It is important to choose a mediator with experience in the area of the issues in dispute and having regard to the personalities’ involved. While some believe that any experienced mediator can mediate an estate dispute, regardless of training and experience, it is important to consider the complexity of the estate litigation matter and the type of assets and interests involved. Estate litigation is a unique area of law with unique considerations.
The types of issues mediated in the area of estates include: Will, estate and trust challenges; dependant support claims; family law act elections, passing of account applications by fiduciaries’ including, attorneys, guardians, trustees and estate trustees; power of attorney litigation; trust rectification/variation/interpretation applications, guardianships for property or for personal care; elder law issues including elder abuse; capacity proceedings; end-of-life disputes, fiduciary litigation; and tax considerations and consequences arising in estates and trusts.

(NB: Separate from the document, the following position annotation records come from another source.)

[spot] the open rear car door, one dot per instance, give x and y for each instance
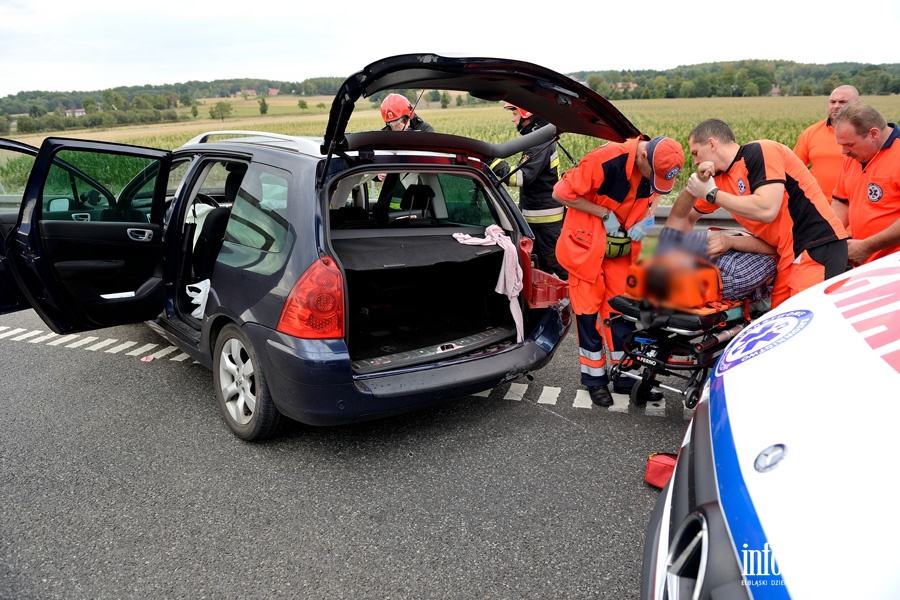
(86, 250)
(16, 160)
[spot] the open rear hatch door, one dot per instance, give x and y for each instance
(560, 100)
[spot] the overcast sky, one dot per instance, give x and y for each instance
(82, 45)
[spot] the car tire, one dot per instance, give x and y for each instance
(241, 390)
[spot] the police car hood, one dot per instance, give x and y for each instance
(568, 105)
(804, 409)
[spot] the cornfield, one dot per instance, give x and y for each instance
(778, 118)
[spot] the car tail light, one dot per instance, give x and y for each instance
(315, 307)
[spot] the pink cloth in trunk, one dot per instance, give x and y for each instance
(510, 281)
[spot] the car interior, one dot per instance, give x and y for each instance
(420, 199)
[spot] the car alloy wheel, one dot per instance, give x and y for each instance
(241, 390)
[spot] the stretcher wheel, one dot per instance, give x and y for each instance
(691, 396)
(614, 372)
(640, 392)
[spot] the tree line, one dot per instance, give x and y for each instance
(744, 78)
(43, 110)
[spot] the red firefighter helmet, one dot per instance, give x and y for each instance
(522, 112)
(395, 107)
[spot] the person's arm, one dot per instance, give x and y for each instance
(801, 148)
(762, 205)
(842, 210)
(583, 205)
(683, 217)
(719, 242)
(860, 250)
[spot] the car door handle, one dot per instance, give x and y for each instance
(140, 235)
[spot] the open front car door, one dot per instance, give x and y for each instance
(87, 250)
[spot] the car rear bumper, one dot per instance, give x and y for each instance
(311, 381)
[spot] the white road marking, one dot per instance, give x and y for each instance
(63, 339)
(621, 402)
(142, 350)
(655, 409)
(549, 395)
(120, 347)
(83, 342)
(516, 391)
(43, 338)
(101, 345)
(25, 336)
(582, 399)
(164, 352)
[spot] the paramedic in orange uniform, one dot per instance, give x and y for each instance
(770, 192)
(816, 146)
(867, 194)
(613, 189)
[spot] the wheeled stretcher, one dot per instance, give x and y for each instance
(680, 344)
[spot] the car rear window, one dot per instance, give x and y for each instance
(259, 215)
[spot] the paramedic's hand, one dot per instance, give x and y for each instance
(717, 244)
(611, 224)
(698, 188)
(636, 232)
(705, 170)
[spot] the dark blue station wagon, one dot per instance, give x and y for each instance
(261, 256)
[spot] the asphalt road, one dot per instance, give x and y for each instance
(119, 479)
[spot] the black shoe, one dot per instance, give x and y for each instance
(653, 396)
(622, 389)
(600, 395)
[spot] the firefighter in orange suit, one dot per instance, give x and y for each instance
(867, 194)
(772, 194)
(611, 191)
(816, 146)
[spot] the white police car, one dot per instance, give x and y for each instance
(784, 482)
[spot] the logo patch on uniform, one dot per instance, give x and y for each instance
(763, 336)
(875, 192)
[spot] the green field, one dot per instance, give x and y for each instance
(778, 118)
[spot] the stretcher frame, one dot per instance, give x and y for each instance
(680, 344)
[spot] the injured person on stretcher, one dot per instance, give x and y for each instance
(686, 302)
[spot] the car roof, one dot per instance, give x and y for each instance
(309, 146)
(560, 100)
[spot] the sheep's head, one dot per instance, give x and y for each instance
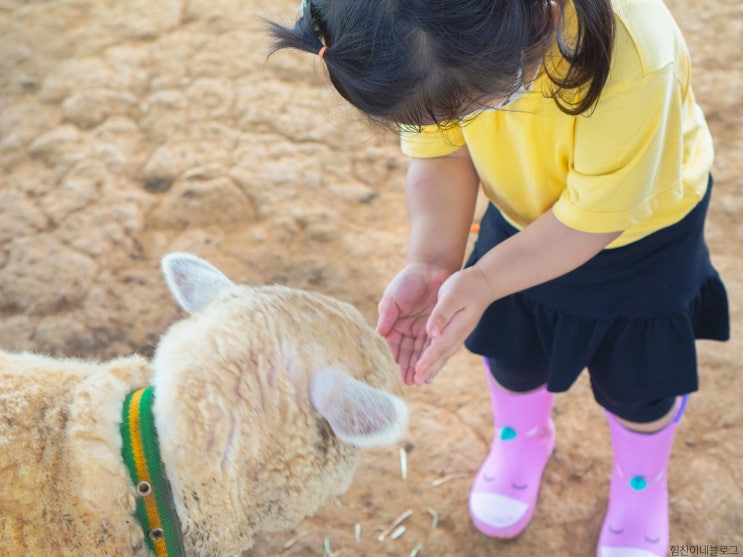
(264, 397)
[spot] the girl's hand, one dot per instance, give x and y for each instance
(404, 311)
(462, 300)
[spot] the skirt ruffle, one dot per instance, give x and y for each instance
(631, 316)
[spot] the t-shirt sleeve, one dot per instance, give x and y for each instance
(431, 141)
(627, 157)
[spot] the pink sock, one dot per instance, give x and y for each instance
(504, 493)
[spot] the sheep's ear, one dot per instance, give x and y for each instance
(359, 414)
(193, 281)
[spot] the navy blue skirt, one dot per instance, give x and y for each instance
(630, 315)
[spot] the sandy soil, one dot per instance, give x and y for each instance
(129, 129)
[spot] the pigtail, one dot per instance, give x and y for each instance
(303, 36)
(589, 56)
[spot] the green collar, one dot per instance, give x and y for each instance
(155, 507)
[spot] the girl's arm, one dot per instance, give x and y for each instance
(544, 250)
(441, 195)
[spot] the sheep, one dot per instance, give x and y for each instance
(264, 398)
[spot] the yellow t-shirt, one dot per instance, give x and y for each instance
(638, 163)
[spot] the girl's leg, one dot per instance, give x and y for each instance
(504, 493)
(636, 523)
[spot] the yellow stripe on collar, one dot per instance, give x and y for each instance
(140, 449)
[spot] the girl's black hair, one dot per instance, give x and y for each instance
(415, 62)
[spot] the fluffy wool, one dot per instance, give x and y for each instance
(264, 398)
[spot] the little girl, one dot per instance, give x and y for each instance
(578, 120)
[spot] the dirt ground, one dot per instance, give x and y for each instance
(129, 129)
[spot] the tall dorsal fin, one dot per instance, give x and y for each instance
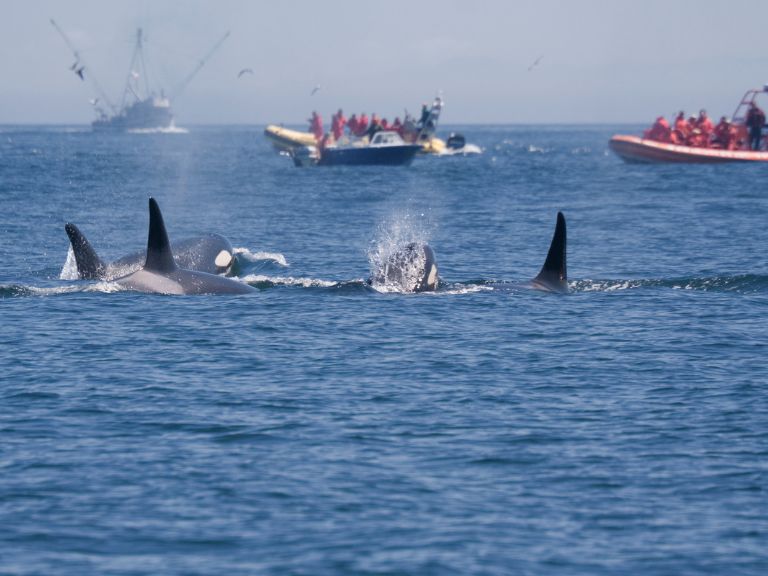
(89, 265)
(554, 275)
(159, 254)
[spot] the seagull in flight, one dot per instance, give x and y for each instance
(536, 63)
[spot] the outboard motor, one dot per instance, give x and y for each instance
(455, 141)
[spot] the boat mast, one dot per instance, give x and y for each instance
(136, 76)
(184, 83)
(79, 59)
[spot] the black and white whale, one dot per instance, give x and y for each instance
(210, 253)
(553, 276)
(160, 273)
(412, 268)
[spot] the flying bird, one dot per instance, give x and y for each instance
(536, 63)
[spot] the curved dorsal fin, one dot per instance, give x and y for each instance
(554, 275)
(159, 254)
(89, 265)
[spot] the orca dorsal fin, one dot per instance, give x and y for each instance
(159, 254)
(554, 274)
(89, 265)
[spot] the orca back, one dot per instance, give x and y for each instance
(89, 265)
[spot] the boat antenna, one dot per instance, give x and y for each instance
(80, 61)
(137, 61)
(184, 83)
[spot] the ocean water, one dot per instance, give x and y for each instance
(319, 426)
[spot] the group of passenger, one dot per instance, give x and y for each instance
(357, 126)
(700, 132)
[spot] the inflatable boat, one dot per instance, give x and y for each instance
(636, 149)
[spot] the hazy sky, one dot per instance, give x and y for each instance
(603, 60)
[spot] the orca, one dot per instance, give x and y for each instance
(553, 276)
(210, 253)
(161, 275)
(412, 268)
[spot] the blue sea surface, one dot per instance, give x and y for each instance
(319, 426)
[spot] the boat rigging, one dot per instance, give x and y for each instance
(140, 109)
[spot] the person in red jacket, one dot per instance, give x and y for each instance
(680, 129)
(352, 124)
(316, 125)
(362, 125)
(755, 121)
(660, 131)
(704, 124)
(337, 124)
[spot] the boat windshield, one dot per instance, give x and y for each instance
(387, 139)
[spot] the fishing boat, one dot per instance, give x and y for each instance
(635, 149)
(141, 109)
(386, 148)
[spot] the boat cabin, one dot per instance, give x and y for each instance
(386, 138)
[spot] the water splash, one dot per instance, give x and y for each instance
(392, 236)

Complex estate disputes often involve family businesses, corporate structures, estate freezes, shareholder agreements, property and corporate valuations, co-ownership to list but a few. Often the estate dispute will touch on more than one of these issues. Therefore, it is important to choose a mediator who understands and is knowledgeable about the area of law which predominates the subject matter of the proceeding and which also reflects the dollar value attributed to the matter.
Choosing a mediator who is a specialist in estates and trust litigation often aids in getting the parties to a mutually agreeable resolution of the issues.
Choice of the mediator may include, lawyers, retired judges, social workers, elder law experts or other professionals.
Lawyers as Mediators and the Rules of Professional Conduct
If a lawyer acts as a mediator in Ontario, Rule 5.7 of the Rules of Professional Conduct sets outs specific obligations by which that lawyer must abide. Rule 5.7-1 states:
A lawyer who acts as a mediator shall, at the outset of the mediation, ensure that the parties to it understand fully that:
(a) the lawyer is not acting as a lawyer for either party but, as mediator, is acting to assist the parties to resolve the matters in issue; and
(b) although communications pertaining to and arising out of the mediation process may be covered by some other common law privilege, the communication will not be covered by the solicitor-client privilege.
The commentary to this Rule reminds lawyers that in acting as a mediator, generally a lawyer should not give legal advice to the parties during the mediation process. This does not preclude the mediator from giving legal information on the consequences if the mediation fails. Further, neither the lawyer-mediator nor a partner or associate of the lawyer-mediator should render legal representation or give legal advice to either party to the mediation, bearing in mind the provisions of the rules in Section 3.4 of the Rules of Professional Conduct that deal with “Conflicts” and its commentaries and the common law authorities.
This paper is intended for the purposes of providing information only and is to be used only for the purposes of guidance. This paper is not intended to be relied upon as the giving of legal advice and does not purport to be exhaustive.